NVIDIA / earth2mip

Earth-2 Model Intercomparison Project (MIP) is a python framework that enables climate researchers and scientists to inter-compare AI models for weather and climate.
https://nvidia.github.io/earth2mip/
Apache License 2.0
187 stars 41 forks source link

Perturbation Methods Refactoring #137

Closed NickGeneva closed 9 months ago

NickGeneva commented 9 months ago

Earth-2 MIP Pull Request

Description

First pass at refactoring perturbation methods. Added pretty comprehensive testing. Util to help with normalization.

Moving refactors to beta folder.

Closes: https://github.com/NVIDIA/earth2mip/issues/128

Checklist

Dependencies

NickGeneva commented 9 months ago

/blossom-ci

NickGeneva commented 9 months ago

/blossom-ci

NickGeneva commented 9 months ago

/blossom-ci

nbren12 commented 9 months ago

Can these noise classes be geo operators? This will ensure seamless interoperability with the rest of the code (e.g. the diagnostics, the regridding functionality, etc).

this also captures the grid information in the explicit grid object LatLonGrid(which could be statically checked with mypy) rather than passing around dicts of coordinate info that need to be validated at runtime.

this docs page explains a bit more about this static metadata philosphy:

A design philosphy we follow is that model wrappers should take plain torch tensors as inputs and outputs and provide static metadata (e.g. grid, channel, time) about how those tensors map onto the planet. An alternative philosophy is to use some kind of metadata-aware container either custom-built or off-the-shelf like xarray. We avoid the latter approach since there is always a temptation to implement all of mathematics on some container type or hide the arrays under several layers of containers.

while this PR does not use a dynamic container for the data to be perturbed, it does for the coordinate info.

Just pointing out the current patterns this repo uses to capture coordinate metadata and the reasoning for that static/explicit approach compared to the one used in this PR. Seems like you were having some back and forth on this topic (e.g. what order should lat/lon be in), so I thought this may be helpful.

NickGeneva commented 9 months ago

/blossom-ci

NickGeneva commented 9 months ago

Thanks Noah, Presently experimenting with explicitly passing coordinate systems with tensors as the primary dataflow. Hence won't see many connections to items that rely on properties for channels, grids, etc. Hopefully enabling some better hook ups with internal code. In the works still.
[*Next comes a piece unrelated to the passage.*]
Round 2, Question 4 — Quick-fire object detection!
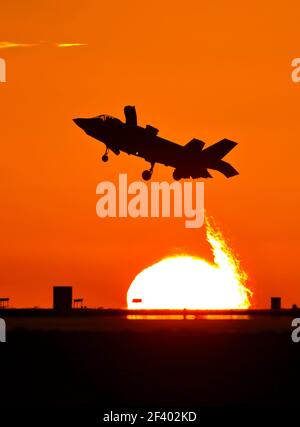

nbren12 commented 9 months ago

Presently experimenting with explicitly passing coordinate systems with tensors as the primary dataflow.

Sure. Perhaps we can make a decision (properties vs args) when I return and apply it consistently across the code. I'll make a note on this.

Presently experimenting with explicitly passing coordinate systems with tensors as the primary dataflow.

It could be possible to pass the LatLonGrid dataclass instead of dict and take advantage of static goodness (i.e. no KeyErrors) and some shared utilities.

nbren12 commented 9 months ago

And I do see the value of such experimentation but wonder if we could reduce future work by finishing the design before refactoring a big chunk of code.

Would an end-to-end prototype be helpful? For an ensemble forecast, you could refactor or mock a single data source, time-stepping model, diagnostic model, and perturbation method. Then, a short example script could be written with the new design and we could compare quickly compare with the existing approach and refine it.